One thing the city could do is something I saw in Atlanta. They have these meters where you can put money into them and they go to the city's homeless or welfare programs. That way you can help them without giving directly to the person (where you might worry that they are going to spend it on booze or drugs).

I know that there is a big homeless problem here, and it is worse than many other cities. However, I do want to say that the homeless here are very mild compared to other big cities that I've visited. They hardly ever beg for money or anything. They mostly just lie around or sit around (sometimes they're saying crazy things). They don't bother me when I walk by. They can be quite aggressive in other cities, not to mention dangerous.

Just sayin', they're not that bad compared to other cities I've been to, at least as far as I can tell. I live here, just moved here in August, but we live downtown so we see them a lot. I'm originally from San Diego. They didn't have many homeless there when we lived there in the 70's, but we've visited a lot since then and I have many relatives there. The homeless there and other cities we've been to like San Francisco, Atlanta, and New York, bother passers-by, including tourists, much more than anyone I've seen here. And those cities are a lot less safe, too.
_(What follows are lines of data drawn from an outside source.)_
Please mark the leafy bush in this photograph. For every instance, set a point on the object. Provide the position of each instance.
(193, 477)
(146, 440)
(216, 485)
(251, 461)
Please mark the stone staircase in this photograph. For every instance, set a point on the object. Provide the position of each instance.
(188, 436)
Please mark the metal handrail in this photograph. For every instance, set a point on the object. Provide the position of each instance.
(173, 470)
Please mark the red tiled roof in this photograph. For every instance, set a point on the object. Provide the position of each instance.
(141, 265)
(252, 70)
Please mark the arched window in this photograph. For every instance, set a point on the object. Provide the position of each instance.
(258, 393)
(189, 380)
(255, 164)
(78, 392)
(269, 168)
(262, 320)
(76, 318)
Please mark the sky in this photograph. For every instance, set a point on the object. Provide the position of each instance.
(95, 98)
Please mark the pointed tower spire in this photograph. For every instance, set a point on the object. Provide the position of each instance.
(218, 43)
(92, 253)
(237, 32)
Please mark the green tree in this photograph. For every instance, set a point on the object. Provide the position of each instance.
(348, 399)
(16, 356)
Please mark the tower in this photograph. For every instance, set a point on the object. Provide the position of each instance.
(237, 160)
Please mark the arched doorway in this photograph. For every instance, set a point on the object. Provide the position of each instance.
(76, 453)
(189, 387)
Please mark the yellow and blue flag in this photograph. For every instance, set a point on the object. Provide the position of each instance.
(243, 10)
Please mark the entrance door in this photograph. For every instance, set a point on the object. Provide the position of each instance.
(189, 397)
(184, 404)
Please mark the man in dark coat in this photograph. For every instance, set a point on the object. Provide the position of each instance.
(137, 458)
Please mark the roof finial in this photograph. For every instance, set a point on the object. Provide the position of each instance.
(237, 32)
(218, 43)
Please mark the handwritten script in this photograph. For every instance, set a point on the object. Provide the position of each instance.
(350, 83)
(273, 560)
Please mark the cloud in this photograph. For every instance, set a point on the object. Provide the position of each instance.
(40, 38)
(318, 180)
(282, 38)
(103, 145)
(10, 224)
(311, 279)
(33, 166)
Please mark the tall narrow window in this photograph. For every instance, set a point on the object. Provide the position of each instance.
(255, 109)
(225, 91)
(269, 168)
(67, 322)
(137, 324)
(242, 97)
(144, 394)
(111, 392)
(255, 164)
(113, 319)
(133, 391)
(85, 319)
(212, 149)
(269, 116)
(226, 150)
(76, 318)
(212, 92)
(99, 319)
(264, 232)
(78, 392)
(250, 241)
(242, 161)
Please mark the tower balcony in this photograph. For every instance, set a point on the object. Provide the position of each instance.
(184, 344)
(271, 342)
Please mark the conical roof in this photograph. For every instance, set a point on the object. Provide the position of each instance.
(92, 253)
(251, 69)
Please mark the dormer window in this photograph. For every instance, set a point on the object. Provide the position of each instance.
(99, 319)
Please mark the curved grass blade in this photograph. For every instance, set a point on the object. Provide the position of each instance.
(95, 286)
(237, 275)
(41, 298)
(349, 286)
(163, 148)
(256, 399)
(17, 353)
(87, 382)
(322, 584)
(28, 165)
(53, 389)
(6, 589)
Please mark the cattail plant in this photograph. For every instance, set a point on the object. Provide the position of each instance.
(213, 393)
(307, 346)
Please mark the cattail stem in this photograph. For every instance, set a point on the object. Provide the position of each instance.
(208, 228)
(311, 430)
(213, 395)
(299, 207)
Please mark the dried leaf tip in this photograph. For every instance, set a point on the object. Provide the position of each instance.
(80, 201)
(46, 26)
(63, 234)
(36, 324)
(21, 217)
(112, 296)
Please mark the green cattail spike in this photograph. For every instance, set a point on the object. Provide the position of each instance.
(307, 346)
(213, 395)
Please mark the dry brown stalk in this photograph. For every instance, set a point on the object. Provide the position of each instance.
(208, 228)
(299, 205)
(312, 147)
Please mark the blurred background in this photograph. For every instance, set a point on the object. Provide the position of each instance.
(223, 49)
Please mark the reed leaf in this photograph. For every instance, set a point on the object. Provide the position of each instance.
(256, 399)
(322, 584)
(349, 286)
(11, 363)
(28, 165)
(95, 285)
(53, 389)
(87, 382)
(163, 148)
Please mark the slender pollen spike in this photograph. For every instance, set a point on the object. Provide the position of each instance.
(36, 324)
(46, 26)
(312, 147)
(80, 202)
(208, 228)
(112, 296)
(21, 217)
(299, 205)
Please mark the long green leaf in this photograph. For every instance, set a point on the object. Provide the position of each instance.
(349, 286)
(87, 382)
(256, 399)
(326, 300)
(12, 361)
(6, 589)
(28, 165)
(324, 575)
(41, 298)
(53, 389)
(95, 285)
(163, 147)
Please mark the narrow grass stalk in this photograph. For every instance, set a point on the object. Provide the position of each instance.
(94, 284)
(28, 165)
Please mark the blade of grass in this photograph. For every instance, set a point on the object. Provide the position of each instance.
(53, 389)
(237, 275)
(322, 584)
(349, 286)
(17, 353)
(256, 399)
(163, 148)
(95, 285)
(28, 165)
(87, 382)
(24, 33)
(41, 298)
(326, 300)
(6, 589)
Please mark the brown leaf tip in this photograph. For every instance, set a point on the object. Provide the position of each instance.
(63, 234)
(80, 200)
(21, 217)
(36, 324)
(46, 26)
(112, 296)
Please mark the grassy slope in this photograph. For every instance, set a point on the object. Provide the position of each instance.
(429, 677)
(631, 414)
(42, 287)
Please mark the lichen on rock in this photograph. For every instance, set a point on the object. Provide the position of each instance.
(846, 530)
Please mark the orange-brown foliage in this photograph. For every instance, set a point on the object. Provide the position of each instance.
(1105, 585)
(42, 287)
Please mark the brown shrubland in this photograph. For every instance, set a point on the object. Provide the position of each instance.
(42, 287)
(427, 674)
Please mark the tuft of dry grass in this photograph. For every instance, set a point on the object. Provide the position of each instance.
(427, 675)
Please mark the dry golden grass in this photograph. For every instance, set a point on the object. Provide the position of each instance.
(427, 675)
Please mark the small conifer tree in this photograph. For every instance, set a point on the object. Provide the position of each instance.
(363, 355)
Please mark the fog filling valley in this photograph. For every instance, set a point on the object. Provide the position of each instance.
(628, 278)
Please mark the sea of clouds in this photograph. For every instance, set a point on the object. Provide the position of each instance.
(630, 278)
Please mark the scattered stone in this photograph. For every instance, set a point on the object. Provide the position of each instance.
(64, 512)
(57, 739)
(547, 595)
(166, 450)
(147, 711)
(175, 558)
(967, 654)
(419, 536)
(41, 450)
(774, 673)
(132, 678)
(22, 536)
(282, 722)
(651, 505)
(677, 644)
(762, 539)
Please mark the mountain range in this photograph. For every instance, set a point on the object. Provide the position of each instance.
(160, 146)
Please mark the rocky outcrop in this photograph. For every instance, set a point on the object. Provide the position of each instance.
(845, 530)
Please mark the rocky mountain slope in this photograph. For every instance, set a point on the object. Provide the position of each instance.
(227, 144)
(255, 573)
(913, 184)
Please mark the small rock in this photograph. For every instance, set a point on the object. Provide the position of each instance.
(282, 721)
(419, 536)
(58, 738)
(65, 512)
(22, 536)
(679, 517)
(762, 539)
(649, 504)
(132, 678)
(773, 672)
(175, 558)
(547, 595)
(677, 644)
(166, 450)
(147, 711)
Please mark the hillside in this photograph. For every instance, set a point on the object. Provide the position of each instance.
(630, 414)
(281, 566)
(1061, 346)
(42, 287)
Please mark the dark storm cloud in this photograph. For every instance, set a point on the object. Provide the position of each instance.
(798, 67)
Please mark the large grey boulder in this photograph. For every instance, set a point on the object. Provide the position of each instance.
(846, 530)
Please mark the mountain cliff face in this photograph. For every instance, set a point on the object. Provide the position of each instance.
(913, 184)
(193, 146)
I don't like the smells or the things I see any more than anyone else, but I also feel a lot of sympathy and sadness for the poor and homeless here. There are a lot of poor people here, and many of them are working poor (and there are working homeless, too). I feel, there but for the grace of god go I. Not every homeless person is a drunk, or drug addict, or crazy, but even so, that's not a good reason to be homeless. When I was growing up, no one even used that word "homeless". There may have been a few "bums" or "hobos" but no one ever knew any. That didn't happen until the 80's. America used to be a better place and took care more of its people.

I come from a poor family, and my dad was an alcoholic. Without his air force pension, he would have been homeless in his later years. I have two brothers that barely make a living and are one step from being homeless. I have other relatives that are very poor and at least one was living in her car for a while. Who knows what might have happened to me, with different choices? So this is why I feel compassion for anyone who is poor or homeless.

I think there are plenty of people who feel this way but also plenty who don't want to have homeless people around to scare off the tourists or because they don't like seeing them. Either way, there has to be a way to solve this problem nationwide and not just ship them off to another place.